Sunday, June 18, 2017

Land Between Tour

Photo by Robbie Nesmith
Four years ago, my son Robbie enrolled at Luther College, which meant our family has traveled back and forth along the 108-mile route between Cedar Rapids and Decorah. Along the way we repeatedly passed some intriguing signs, and places we always meant to stop but never did. Robbie graduated this spring...

...and is headed shortly to his new life in Seattle, so it came to be now or never for some of these landmarks. Last week "now" occurred.

Em's Coffee Co., Independence (pop 5966). Route 150 takes you right through downtown Independence. Em's is located on the north side of 1st Street.

We parked on the south side and crossed--with considerable difficulty (ADC is 11000, so it's easy to see Em's from 150 but not so easy to stop). The shop is bright and cheerful.

The coffee hit the spot, and we enjoyed chatting with the energetic mother-daughter team running the place. The meeting room in the back ("The Newsroom") gives it definite third place potential. When it's too late in the afternoon for coffee they also sell ice cream. For more on Em's, see this 2012 article by Steve Gravelle.

Tim's New and Unusual, Hazelton (pop 823). Nearly every trip to and from Decorah we've been greeted by a large pink ape. (This is even true in snowstorms... is there an APSCA division for stuffed animals?)

We were glad to stop and make its acquaintance.
Photo by Robbie Nesmith
Down the street is the Hazelton School Museum, built in 1913-14 and open by appointment (which we didn't have).

Barrel Drive In, West Union (pop 2486). At Em's they had invited us to stay for lunch, but we knew where we were headed.

Near the crossroads with U.S. 18 you can get food on a tray attached to your car window...
Photo by Robbie Nesmith
...and your root beer in a frosty glass mug.

I had the house specialty, the Hi-Boy, a double burger with dressing. Robbie had grilled chicken and a root beer float. Great road food. Across the road are a Hardee's and a Subway... how do those even stay in business when there's the Barrel?

Shrimptastic, Fayette (pop 1491). One of Iowa's two shrimp farms.
Photo by Robbie Nesmith
We stopped on a Thursday, and they'd already sold out for the week!
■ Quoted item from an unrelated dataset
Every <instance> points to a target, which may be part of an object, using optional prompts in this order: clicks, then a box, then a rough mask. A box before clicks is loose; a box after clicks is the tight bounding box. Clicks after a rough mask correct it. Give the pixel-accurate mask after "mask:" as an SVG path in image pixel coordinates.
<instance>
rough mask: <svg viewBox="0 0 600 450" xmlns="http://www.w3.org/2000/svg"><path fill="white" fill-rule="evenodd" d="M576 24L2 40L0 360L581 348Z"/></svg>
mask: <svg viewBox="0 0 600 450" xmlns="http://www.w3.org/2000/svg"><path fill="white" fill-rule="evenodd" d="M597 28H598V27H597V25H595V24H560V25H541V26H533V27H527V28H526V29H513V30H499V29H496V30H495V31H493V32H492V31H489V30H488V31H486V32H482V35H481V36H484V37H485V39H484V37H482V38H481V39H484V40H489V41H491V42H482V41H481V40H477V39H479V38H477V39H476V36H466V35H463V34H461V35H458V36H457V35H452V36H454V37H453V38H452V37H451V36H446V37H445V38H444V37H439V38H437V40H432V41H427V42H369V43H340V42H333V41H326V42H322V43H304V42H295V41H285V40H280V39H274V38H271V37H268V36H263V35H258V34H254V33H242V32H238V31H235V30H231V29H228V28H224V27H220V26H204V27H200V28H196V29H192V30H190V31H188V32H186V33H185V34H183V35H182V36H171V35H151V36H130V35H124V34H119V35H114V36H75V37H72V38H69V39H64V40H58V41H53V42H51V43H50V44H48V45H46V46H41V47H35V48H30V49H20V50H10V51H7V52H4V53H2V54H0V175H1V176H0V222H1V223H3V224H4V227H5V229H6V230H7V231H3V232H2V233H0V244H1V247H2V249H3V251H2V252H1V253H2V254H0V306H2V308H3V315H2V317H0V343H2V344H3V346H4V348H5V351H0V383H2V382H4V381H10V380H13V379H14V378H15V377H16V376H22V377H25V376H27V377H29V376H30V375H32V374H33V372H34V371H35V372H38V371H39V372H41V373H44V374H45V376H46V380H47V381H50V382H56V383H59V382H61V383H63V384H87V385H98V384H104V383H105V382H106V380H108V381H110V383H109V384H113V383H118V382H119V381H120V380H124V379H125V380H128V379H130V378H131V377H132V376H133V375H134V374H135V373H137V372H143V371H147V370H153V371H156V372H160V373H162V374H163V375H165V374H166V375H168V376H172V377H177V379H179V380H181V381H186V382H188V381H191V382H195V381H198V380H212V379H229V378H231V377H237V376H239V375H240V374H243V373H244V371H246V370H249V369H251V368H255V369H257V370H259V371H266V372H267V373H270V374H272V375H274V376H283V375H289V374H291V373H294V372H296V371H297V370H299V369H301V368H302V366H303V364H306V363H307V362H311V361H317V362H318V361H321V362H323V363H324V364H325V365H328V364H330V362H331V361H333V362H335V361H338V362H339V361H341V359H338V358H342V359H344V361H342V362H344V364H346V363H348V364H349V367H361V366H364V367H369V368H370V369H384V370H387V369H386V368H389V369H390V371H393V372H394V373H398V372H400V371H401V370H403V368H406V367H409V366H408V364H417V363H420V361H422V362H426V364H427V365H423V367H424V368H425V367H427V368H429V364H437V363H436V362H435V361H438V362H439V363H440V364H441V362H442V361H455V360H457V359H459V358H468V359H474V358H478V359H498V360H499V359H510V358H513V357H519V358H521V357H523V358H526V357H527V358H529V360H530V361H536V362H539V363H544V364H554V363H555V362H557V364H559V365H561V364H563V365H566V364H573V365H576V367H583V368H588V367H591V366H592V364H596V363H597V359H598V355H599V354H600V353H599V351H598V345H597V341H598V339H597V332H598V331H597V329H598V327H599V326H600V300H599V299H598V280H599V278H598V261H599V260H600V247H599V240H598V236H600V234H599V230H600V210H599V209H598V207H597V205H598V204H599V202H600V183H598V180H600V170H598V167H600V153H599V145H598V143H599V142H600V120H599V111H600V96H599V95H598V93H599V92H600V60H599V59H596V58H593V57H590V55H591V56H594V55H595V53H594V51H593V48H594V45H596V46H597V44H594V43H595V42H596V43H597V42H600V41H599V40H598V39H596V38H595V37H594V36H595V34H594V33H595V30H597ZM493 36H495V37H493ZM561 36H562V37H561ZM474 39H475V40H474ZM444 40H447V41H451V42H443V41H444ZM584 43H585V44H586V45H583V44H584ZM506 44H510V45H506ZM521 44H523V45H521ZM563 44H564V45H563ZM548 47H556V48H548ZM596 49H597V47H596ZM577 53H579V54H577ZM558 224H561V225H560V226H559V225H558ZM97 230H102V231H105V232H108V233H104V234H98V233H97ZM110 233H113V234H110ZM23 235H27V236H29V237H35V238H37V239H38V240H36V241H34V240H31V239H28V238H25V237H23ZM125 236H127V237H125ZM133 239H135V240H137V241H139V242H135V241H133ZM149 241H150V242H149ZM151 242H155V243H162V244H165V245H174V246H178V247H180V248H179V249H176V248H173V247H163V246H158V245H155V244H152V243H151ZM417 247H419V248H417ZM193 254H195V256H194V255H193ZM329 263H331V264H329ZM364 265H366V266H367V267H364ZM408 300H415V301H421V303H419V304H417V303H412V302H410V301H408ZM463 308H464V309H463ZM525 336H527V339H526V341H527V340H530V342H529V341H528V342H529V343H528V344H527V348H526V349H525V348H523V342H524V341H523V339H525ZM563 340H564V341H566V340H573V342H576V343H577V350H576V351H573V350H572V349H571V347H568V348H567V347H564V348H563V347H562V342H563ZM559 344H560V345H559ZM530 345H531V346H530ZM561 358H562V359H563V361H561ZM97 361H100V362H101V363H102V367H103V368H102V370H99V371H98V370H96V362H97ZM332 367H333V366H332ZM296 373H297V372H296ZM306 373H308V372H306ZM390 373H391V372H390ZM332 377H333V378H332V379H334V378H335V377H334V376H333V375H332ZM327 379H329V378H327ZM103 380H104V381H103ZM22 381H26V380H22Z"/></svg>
Pre-order quickly, I guess.

Goeken Park, near Eldorado (unincorporated). The sign promised a "scenic overlook" and it didn't disappoint, though the view of the picturesque burg on the Turkey River is partly obscured by trees.

The turnoff is right at the top of a ridge, and is easy to miss. The park also contains camping hookups, a playground for the little ones with new equipment, and a large flat area the purpose of which we were unable to determine.

St. Antony of Padua, near Festina (unincorporated, pronounced with a long "i"). Two miles off the highway, well sign-posted, this is billed as the "world's smallest church," which claim it is not easy to verify.

Here's an attempted side view, showing two of the four stained glass windows:

Inside, the pews would seat about eight comfortably (four pews, two per pew):

The chapel was erected in 1849 by a pioneer family, whose descendants still manage it--very well, I'd say, as there wasn't a blade of grass out of place. There are family graves, a statue of Our Lady of Seven Dolores...

...and a pioneer cabin...

...containing this cabinet...
...which served as one of the earliest post offices in Winneshiek County.

Here's its entry on Roadside America.

Bily Clock Museum, Spillville (pop 367). The Bilys (their name rhymes with "really") were brothers who farmed near here through most of the 20th century. (They died in 1964 and 1965, respectively.) Their hobby was making clocks, and they took it seriously--from ordering the finest wood and mechanisms to intricately carving projects that took several years each.
The Apostles Clock
They never sold a clock, though Henry Ford was said to have offered them a million dollars for one of them. They nearly burned them all while grieving for their devoted sister, who died suddenly in 1946, but fortunately were talked out of doing that and into leaving the clocks to the town of Spillville.

The museum is located in a house where Antonin Dvorak spent a very pleasant summer in 1893.

 There's a lot of his memorabilia... well as an old barn containing artifacts pertinent to my interests in politics...
Voting machine
...and policy.

Here's their entry on Roadside America.

Winneshiek County Freedom Rock, Calmar (pop 978). A couple blocks west of U.S. 52 in this "cross-roads of northeast Iowa" is a memorial to soldiers, first responders, pioneers and Native Americans who helped make the country what it is today.
Photo by Robbie Nesmith
We were back in Cedar Rapids about eight hours after we set out, our curiosity somewhat satisfied but realizing we'd barely scratched the surface of the towns in the "land between."